Carpal tunnel syndrome almost always develops gradually. Symptoms usually appear over time and get progressively worse.
Carpal tunnel syndrome has fairly distinctive symptoms, but there are other neuropathies (nerve disorders) or degenerative conditions, such as hand osteoarthritis, that it may resemble. It is important to receive an accurate diagnosis from a physician in order to determine the right treatment protocol.
Symptoms of carpal tunnel syndrome typically include one or more of the following:
- Burning, tingling, or numbness in the palm and the fingers, especially in the thumb, index, and middle fingers
- Tingling and numbness in the hand and wrist, particularly at night or first thing in the morning. The sensation leads to the desire to “shake out” the hand.
- Aching pain on the inside of the wrist and possibly in the whole hand
- Shooting pains in the wrist that travel up the forearm, although rarely beyond the elbow
- Weakness in the hands and fingers that results in trouble gripping or holding objects
- Numbness and tingling triggered by holding the hand and wrist still in a specific position, such as when driving or reading
- Numbness and tingling triggered by repetitive motions of the hand and wrist, such as knitting or painting
- Pain in both hands—however, it often appears first and/or is worse in the dominant hand
- Feelings of tightness or swelling in the hand
- Feeling changes in hand temperature (hands feeling too hot or too cold)
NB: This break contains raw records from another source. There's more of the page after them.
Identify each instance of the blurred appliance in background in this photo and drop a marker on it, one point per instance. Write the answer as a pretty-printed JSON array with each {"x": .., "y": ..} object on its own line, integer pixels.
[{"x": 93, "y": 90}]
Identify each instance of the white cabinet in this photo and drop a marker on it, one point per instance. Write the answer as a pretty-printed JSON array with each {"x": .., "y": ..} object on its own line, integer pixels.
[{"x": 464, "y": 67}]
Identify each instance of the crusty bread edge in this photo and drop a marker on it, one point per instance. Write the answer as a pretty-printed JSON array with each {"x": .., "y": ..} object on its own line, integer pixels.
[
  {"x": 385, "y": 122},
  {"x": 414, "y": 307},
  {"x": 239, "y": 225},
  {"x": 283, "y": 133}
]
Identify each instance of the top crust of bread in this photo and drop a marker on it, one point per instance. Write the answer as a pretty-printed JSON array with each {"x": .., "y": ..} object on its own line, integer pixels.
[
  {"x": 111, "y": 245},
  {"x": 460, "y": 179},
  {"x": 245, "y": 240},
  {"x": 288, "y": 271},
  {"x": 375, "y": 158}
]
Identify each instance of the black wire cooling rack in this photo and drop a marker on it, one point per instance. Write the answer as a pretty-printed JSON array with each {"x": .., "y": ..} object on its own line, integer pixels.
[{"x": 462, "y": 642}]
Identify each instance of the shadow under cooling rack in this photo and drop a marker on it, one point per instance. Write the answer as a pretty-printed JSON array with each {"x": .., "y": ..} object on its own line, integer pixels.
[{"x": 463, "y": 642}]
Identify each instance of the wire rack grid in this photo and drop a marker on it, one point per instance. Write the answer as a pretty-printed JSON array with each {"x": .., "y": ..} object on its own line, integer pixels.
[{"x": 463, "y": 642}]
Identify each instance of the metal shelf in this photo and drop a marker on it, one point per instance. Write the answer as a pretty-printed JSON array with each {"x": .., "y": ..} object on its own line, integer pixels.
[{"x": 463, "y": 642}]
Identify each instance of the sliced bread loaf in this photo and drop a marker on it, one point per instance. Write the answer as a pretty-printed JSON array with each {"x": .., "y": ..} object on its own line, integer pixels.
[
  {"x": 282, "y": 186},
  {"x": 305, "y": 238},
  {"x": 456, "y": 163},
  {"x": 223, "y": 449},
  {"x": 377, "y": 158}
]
- In advanced cases, the muscles at the base of the thumb may atrophy and shrink
Acute carpal tunnel syndrome—in which symptoms appear quickly—is rare. It’s usually related to fractures or vascular disorders in the wrist.
Those who have symptoms matching the description of carpal tunnel syndrome should discuss it with their doctor, who can perform specific diagnostic tests to confirm a diagnosis.